After watching Frankenstein walk down the sidewalk, they closed the door. Mac gave Jeannie a hug and a long deep kiss. “Do you want to save clean-up for the morning, my sexy wife?”
Jeannie giggled. “It’s just this dress that’s got you going…”
“Nah, it’s what’s in the dress.”
The next morning they sat in the kitchen, the small counter television on to a local news station for background noise.

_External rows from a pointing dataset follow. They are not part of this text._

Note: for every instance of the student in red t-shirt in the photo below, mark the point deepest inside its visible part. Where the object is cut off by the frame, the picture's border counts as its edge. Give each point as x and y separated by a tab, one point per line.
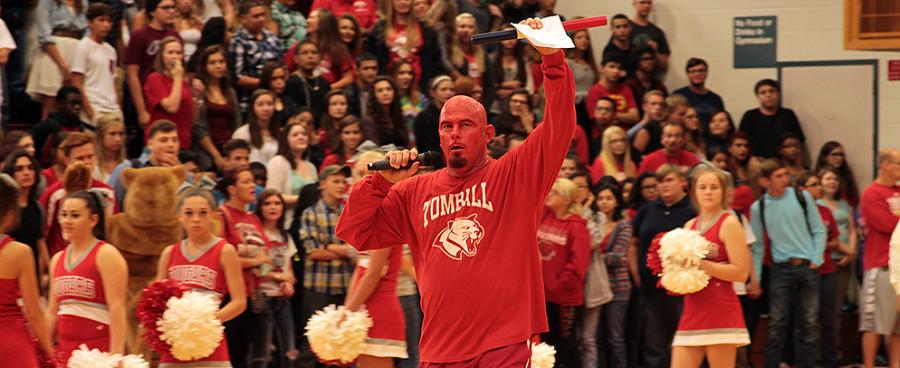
611	69
673	151
880	207
829	302
565	245
142	49
167	93
471	227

Well actually, Mac sat and nursed a cup of coffee while Jeannie gathered the detritus of the night before.
She stood in front of her husband. “I thought you were going to help.”
Mac looked up at her and smiled. “After all the work I did upstairs when our guests left.” Jeannie wacked him with a dish towel and walked back into the dining room with a garbage bag.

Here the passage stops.